Travelers Panic as Carnival Cruise Ship Floods

A Carnival Cruise Line ship appeared to be flooding this week, causing panic among passengers [...]

A Carnival Cruise Line ship appeared to be flooding this week, causing panic among passengers until the staff revealed it was a breach in the ship's fire suppression system.

A passenger named Marla Haase posted clips of the harrowing events on Facebook. She and the other vacationers panicked when they saw water rising in the hallway of the ship, thinking that they were sinking. Thankfully, it was merely a burst pipe in the sprinkler system.

Still an entire deck of the ship and 50 staterooms were completely flooded, and Haase was not pleased with the cruise liner's solution to the problem. She said that she and her family had to spend the night sleeping on yoga mats on the floor of the spa room.

"Um.... FB folks... this is a rare moment of internet connection," she wrote. "[W]e are flooding on a cruise."

Haase posted photos and videos of the wrecked hallway filling with water, and peoples' belongings floating out of doors and down the hall. She deleted most of the posts, though one remains showing employees scooping water into buckets in an attempt to drain the ship.

"Progress," she wrote simply.

Haase compared the experience to the movie Titanic. "We heard the violins and the silverware all came crashing down. What in the world... say a prayer for (us) all," she wrote.

In another post, Haase said that her brother's c-pap machine had caught on fire after it was under the water for too long.

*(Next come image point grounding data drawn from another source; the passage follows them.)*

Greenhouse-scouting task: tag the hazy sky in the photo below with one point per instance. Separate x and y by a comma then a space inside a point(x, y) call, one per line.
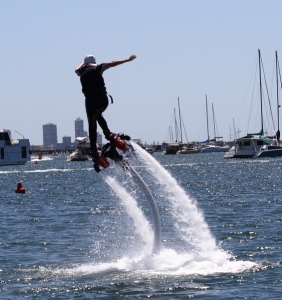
point(186, 49)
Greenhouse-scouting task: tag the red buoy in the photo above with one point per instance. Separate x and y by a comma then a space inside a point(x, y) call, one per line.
point(20, 188)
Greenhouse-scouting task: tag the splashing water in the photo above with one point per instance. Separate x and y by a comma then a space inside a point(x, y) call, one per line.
point(188, 218)
point(142, 226)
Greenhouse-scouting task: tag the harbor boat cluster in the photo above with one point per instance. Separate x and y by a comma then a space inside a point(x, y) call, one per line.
point(260, 144)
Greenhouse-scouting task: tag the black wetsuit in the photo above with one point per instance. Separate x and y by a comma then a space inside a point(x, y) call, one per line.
point(96, 100)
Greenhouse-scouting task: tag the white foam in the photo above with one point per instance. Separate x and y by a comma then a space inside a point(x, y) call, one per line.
point(142, 226)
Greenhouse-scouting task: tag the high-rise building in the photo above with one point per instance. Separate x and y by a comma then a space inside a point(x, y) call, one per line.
point(50, 139)
point(78, 125)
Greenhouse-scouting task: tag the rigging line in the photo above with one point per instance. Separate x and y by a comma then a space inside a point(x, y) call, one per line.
point(268, 96)
point(184, 128)
point(254, 71)
point(252, 99)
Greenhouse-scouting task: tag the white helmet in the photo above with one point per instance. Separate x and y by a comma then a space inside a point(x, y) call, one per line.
point(89, 59)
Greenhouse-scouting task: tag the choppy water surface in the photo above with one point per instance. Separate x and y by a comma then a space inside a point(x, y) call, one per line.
point(77, 234)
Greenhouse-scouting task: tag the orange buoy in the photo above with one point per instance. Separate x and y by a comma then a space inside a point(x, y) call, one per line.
point(20, 188)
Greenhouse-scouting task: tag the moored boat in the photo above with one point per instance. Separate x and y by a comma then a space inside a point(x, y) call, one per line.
point(13, 151)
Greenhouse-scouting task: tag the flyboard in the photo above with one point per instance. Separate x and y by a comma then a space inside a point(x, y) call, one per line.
point(116, 150)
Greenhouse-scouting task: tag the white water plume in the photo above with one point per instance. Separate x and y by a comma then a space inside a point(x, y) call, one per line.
point(189, 219)
point(142, 226)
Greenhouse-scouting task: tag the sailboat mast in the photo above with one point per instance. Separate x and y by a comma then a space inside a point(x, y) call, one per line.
point(176, 127)
point(213, 121)
point(260, 91)
point(277, 94)
point(180, 121)
point(207, 118)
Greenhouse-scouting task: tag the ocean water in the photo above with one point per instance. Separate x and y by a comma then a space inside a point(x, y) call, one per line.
point(77, 234)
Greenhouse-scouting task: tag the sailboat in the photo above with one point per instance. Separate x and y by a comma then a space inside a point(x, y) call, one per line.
point(250, 145)
point(275, 149)
point(213, 145)
point(175, 147)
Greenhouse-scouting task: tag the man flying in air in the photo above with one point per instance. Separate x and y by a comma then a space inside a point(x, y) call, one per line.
point(96, 102)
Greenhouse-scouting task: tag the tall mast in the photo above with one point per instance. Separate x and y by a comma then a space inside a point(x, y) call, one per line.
point(176, 127)
point(180, 121)
point(260, 92)
point(207, 118)
point(277, 94)
point(213, 121)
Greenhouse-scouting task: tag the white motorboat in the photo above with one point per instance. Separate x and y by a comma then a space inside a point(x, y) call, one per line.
point(81, 153)
point(215, 148)
point(13, 152)
point(248, 146)
point(78, 155)
point(190, 149)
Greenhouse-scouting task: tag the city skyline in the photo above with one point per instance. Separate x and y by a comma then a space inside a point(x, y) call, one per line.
point(50, 135)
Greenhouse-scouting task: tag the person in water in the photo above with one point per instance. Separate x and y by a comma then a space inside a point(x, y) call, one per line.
point(96, 97)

"We have been relocated to the floor in the spa to sleep on yoga mats on the floor," she wrote. "Mark Haase - brother-n-law - laid down, put in c-pap machine on, started to fall asleep and it caught on fire! The transformer was submerged in water too long so medical folks on board checked it out and said it was fine... thankfully we were not asleep when it went up in flames. No alarms went off again."

The ship left New Orleans on April 29. Haase and the rest of the passengers were on day 5 of a 7-day luxury cruise when the flooding began.

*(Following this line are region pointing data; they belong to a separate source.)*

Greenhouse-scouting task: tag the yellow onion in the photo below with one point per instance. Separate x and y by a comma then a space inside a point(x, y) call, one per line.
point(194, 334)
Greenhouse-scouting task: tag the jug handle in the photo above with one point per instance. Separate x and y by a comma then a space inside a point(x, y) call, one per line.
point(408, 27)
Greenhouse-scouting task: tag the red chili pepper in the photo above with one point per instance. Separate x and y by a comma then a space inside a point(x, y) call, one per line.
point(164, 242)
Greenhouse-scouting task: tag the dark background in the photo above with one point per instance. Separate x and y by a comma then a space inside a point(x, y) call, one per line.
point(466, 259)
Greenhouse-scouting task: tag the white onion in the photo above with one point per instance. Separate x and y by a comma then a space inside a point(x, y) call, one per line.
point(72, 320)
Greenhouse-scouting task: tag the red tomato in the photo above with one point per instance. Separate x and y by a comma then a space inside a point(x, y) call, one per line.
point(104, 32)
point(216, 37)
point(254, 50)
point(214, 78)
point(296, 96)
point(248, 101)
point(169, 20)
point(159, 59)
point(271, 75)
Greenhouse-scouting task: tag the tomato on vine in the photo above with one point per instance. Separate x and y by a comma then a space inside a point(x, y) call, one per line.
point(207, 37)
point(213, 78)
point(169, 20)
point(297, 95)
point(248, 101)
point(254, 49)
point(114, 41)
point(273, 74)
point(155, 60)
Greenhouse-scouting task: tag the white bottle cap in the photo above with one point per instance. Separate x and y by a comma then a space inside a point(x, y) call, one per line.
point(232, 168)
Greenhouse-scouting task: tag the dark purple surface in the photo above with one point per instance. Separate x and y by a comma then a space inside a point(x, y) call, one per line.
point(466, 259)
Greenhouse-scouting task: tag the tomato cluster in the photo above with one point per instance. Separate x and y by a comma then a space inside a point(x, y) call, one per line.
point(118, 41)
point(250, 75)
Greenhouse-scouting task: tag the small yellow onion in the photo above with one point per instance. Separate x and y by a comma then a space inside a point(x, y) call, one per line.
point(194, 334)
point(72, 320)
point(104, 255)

Carnival Cruise Line confirmed the incident in a report by Daily Mail, but promised that the flooding will not prevent the ship from returning to New Orleans on Sunday.

"Our onboard teams began cleanup immediately related to this clean water from a fire suppression system," the company said in a statement to Fox News. "We appreciate our guests' understanding and sincerely apologize for this disruption. We also thank our crew members for their quick action and hard work."

Passengers who were affected were given a full refund as well as a 50 percent off voucher for another cruise in the future. The ship also offered to fly passengers home if they chose to leave the ship early.